If war upsets balances of power, it can also upset the balance of cool. On Sept. 10, fire fighters were not exactly at the epicenter of hip. Foreign news? Puh-leeze! Spying, learning Arabic, worrying about the public-health system? Uncool, uncool, uncool.
And by all prevailing standards the CBS military drama JAG (Tuesdays, 8 p.m. E.T.) was about the least-cool hit show on TV. It lauded the men and women of the Judge Advocate General corps, who investigate, prosecute and defend cases affecting military conduct. The twist was--well, that there was no twist. On JAG, the government really was good, save for a few bad apples. There were no systemic conspiracies. It was made with the cooperation of the Navy and the Marines. Its heroes, Lieut. Commander Harmon (Harm) Rabb Jr. (David James Elliott) and Lieut. Colonel Sarah (Mac) MacKenzie (Catherine Bell), were truth seekers, devoted to honor, duty and country. They could be partners or adversaries, and maintained an unresolved sexual tension. (Their dynamic made the show a kind of X-Files for people who trust authority.) He was a buff-bodied flying ace who packed a gun, a straight-arrow defense lawyer without the moral ambiguity of his counterparts on The Practice. She was a legal babe who didn't wear micro-minis or have sex with random men in car washes a la Ally McBeal.

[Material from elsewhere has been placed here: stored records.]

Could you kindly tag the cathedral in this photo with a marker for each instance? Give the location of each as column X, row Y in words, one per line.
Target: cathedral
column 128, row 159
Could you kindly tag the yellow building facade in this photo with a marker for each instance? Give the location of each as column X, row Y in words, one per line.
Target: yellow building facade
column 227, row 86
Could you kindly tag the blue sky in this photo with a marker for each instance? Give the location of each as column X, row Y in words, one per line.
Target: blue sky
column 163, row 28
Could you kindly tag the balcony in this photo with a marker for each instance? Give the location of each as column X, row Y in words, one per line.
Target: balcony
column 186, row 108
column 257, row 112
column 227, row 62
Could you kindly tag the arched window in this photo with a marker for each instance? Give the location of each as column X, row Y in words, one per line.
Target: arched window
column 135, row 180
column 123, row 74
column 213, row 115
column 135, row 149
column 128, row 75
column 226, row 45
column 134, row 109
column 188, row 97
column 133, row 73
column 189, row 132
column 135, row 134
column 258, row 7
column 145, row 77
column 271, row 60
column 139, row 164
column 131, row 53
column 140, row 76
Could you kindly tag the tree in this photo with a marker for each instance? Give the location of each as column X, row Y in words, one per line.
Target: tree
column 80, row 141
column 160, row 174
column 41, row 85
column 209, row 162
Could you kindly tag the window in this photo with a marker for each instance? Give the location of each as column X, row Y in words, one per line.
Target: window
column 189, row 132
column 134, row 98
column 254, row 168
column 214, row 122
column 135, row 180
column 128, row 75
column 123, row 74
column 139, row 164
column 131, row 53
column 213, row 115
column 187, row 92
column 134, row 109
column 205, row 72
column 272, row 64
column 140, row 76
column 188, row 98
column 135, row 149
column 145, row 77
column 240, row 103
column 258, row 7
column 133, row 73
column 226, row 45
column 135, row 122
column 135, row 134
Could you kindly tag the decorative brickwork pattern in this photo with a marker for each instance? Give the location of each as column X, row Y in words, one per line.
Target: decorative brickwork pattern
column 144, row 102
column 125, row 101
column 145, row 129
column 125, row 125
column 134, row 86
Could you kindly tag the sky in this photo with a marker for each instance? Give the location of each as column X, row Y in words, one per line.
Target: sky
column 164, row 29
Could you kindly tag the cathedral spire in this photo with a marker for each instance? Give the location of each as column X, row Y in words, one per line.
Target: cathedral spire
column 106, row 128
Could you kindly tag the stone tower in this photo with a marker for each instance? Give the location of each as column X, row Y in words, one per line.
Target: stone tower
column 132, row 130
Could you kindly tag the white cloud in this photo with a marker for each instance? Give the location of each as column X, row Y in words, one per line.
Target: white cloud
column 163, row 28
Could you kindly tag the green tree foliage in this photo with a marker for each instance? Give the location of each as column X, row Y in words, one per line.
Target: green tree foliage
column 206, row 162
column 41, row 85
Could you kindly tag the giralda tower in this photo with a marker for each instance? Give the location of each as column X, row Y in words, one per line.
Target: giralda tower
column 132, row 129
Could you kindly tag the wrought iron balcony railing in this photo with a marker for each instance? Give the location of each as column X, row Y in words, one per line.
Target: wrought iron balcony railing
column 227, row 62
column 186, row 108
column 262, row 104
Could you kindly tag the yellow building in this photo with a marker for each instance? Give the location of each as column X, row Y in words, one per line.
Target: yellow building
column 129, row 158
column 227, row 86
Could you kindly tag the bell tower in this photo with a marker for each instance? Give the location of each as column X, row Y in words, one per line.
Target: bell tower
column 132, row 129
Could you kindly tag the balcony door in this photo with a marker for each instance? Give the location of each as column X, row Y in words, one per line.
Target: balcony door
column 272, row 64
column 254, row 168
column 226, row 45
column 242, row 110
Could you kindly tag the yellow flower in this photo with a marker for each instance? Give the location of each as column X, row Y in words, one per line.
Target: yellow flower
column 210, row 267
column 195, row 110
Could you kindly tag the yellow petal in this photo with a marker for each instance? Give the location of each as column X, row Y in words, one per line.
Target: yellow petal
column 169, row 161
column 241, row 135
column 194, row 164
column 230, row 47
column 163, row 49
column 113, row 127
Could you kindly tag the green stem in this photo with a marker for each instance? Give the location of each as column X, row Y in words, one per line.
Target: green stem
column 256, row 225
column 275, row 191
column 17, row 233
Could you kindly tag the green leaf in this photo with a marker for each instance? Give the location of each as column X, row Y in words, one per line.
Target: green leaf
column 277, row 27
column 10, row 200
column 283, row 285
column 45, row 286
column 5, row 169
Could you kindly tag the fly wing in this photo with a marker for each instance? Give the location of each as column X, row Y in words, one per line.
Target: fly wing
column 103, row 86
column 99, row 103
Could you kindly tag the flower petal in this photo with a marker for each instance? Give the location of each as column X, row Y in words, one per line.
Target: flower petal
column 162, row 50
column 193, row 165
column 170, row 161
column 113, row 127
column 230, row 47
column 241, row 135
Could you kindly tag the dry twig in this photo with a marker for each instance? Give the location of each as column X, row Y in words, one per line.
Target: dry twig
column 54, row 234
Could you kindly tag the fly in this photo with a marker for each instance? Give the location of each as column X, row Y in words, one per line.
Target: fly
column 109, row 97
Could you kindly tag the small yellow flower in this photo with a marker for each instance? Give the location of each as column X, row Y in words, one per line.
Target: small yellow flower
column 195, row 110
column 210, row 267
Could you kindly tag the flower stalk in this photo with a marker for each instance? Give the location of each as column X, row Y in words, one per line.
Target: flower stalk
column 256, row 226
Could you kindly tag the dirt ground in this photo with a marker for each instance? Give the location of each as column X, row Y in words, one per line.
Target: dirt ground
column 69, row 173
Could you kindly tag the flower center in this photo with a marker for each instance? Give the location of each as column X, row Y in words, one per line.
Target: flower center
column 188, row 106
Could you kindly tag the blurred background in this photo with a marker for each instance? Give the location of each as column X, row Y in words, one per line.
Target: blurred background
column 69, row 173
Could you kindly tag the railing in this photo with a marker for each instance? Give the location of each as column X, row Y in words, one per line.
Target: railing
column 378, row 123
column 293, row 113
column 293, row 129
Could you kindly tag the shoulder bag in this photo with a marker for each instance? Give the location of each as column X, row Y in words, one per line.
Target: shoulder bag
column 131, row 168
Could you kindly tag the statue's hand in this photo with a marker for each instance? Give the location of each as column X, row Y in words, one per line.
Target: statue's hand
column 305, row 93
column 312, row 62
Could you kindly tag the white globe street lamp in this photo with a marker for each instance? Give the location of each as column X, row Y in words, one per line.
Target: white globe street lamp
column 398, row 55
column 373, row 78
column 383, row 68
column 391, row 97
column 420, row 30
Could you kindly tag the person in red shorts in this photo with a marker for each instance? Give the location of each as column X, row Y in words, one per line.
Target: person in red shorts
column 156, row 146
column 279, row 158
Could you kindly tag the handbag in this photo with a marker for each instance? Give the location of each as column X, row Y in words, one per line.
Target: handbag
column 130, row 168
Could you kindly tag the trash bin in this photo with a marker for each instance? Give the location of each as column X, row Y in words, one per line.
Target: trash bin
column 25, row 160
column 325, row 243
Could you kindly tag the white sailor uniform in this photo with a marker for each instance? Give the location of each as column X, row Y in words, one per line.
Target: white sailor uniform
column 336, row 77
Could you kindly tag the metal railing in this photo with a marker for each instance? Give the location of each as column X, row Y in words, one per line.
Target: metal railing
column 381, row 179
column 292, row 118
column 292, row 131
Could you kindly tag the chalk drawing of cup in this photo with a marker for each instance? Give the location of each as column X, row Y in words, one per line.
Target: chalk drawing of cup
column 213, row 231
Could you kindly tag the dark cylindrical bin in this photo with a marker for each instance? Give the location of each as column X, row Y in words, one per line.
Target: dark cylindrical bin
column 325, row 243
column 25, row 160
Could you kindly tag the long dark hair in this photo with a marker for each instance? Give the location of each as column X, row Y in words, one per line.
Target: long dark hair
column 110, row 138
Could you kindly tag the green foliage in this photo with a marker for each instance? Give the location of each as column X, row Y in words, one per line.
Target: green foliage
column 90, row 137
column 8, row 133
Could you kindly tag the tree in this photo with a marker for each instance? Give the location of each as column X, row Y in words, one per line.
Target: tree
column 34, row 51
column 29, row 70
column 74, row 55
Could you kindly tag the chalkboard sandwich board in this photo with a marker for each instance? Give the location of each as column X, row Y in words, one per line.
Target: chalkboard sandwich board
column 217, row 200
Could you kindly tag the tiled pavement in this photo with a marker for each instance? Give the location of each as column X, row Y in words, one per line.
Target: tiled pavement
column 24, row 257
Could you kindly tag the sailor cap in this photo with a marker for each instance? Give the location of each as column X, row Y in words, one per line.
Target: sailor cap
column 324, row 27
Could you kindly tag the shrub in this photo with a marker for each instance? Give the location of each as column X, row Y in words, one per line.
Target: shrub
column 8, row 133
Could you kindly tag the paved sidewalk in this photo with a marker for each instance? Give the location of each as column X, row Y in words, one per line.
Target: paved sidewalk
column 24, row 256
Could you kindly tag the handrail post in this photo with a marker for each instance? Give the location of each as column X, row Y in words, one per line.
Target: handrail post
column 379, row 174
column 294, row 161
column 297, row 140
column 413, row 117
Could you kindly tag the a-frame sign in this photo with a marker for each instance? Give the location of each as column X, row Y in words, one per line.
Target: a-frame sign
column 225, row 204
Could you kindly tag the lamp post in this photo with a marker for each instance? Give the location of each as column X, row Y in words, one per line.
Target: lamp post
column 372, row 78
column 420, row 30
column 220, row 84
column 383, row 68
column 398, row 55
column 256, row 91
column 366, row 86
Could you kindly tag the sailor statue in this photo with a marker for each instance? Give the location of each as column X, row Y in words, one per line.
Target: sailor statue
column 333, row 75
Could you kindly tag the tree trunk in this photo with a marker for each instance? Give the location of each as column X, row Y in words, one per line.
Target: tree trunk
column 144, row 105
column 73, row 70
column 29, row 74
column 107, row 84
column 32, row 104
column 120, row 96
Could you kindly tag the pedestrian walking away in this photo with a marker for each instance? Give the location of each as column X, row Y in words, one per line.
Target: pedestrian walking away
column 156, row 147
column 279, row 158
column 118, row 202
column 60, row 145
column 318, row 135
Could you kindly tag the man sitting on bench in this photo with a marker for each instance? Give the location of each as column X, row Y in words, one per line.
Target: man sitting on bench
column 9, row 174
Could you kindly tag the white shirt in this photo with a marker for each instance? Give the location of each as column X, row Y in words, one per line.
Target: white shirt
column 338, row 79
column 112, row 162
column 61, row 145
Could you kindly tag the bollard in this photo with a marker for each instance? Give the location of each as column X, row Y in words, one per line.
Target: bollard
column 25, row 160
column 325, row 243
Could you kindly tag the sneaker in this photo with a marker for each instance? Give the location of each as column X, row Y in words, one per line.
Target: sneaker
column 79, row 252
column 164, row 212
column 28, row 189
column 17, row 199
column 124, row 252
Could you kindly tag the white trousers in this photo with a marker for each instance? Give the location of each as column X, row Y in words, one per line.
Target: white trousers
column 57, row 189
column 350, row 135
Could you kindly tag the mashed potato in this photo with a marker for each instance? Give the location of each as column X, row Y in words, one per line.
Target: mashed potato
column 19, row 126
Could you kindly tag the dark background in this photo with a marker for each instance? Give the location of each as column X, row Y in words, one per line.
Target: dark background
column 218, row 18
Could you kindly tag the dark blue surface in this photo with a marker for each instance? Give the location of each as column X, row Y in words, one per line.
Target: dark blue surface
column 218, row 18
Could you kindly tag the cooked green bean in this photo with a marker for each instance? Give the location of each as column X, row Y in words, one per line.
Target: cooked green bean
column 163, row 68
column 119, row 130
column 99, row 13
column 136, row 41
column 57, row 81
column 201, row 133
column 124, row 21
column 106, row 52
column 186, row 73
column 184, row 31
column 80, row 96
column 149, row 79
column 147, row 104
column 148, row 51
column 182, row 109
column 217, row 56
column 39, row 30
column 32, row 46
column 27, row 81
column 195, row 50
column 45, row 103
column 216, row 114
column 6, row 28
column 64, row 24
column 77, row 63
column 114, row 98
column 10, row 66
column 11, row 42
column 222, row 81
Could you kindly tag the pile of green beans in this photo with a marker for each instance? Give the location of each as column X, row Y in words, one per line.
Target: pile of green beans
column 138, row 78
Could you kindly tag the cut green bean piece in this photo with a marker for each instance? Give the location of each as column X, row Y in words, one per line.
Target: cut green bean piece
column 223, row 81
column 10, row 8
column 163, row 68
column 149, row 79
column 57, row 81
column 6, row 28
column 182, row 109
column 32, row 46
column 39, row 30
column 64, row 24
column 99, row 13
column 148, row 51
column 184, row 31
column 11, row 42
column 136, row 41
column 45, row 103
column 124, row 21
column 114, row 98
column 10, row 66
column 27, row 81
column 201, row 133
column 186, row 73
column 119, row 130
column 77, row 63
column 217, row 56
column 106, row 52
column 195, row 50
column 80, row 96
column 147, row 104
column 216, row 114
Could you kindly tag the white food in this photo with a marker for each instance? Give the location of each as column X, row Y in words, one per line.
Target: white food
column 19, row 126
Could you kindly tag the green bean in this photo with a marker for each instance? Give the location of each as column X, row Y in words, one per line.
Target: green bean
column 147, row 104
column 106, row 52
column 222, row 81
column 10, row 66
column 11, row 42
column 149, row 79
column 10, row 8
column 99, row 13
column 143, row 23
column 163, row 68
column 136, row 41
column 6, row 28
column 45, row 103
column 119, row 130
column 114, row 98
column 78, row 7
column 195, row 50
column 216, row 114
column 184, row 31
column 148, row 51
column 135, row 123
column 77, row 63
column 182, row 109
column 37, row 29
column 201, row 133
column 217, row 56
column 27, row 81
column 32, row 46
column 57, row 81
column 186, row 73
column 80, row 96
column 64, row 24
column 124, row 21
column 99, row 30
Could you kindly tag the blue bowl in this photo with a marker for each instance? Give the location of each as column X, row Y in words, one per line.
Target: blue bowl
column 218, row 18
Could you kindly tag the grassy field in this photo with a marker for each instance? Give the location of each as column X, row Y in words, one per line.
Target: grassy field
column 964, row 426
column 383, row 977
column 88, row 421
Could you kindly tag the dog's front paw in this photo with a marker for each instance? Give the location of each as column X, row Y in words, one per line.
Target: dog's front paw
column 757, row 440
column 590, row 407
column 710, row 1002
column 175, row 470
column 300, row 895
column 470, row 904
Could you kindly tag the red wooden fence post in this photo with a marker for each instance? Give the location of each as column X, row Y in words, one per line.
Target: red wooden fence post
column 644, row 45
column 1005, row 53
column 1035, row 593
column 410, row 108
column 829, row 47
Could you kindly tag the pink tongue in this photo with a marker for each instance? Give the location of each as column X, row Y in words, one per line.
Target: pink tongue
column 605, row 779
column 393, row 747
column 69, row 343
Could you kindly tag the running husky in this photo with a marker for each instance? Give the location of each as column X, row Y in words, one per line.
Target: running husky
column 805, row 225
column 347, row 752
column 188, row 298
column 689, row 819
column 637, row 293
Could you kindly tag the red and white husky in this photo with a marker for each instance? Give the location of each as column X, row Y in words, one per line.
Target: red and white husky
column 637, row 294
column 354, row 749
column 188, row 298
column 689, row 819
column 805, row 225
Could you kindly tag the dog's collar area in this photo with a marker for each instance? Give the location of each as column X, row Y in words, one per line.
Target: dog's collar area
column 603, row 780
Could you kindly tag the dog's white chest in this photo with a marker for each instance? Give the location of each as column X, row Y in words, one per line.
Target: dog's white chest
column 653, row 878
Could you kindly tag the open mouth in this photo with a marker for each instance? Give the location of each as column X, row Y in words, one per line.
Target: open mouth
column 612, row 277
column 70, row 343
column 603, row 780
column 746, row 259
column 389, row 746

In other words, watching JAG was like signing up for a permanent hitch in the Square Force. But now, suddenly, American flags are stitched into the logos of news broadcasts and the nation is abuzz about, of all things, the military justice system. As creator and executive producer Don Bellisario likes to say, "JAG didn't find its patriotism on Sept. 11." But America's renewed national pride has evidently found JAG. Ratings for the show, once known for appealing mainly to older viewers steeped in old-timey values, are up 39% this fall among 18-to-49-year-olds, and it has become a recurring fixture in the top 10. "JAG gives you permission to be patriotic," says CBS television president Leslie Moonves, "and everyone wants that."
They didn't always. Bellisario (Magnum, P.I.; Quantum Leap) conceived the drama as "Top Gun meets A Few Good Men" and sold it to NBC, where it debuted in 1995. But in 1995-96, its first season on the network of Seinfeldian cool, JAG finished 77th in the ratings. nbc wanted more shootouts and hardware; Bellisario wanted to retain the legal drama. The show was headed for a dishonorable discharge when Moonves, seeing a good fit for his network's older audience, snapped it up, rolling gunslinging action and courtroom drama into one star-spangled package.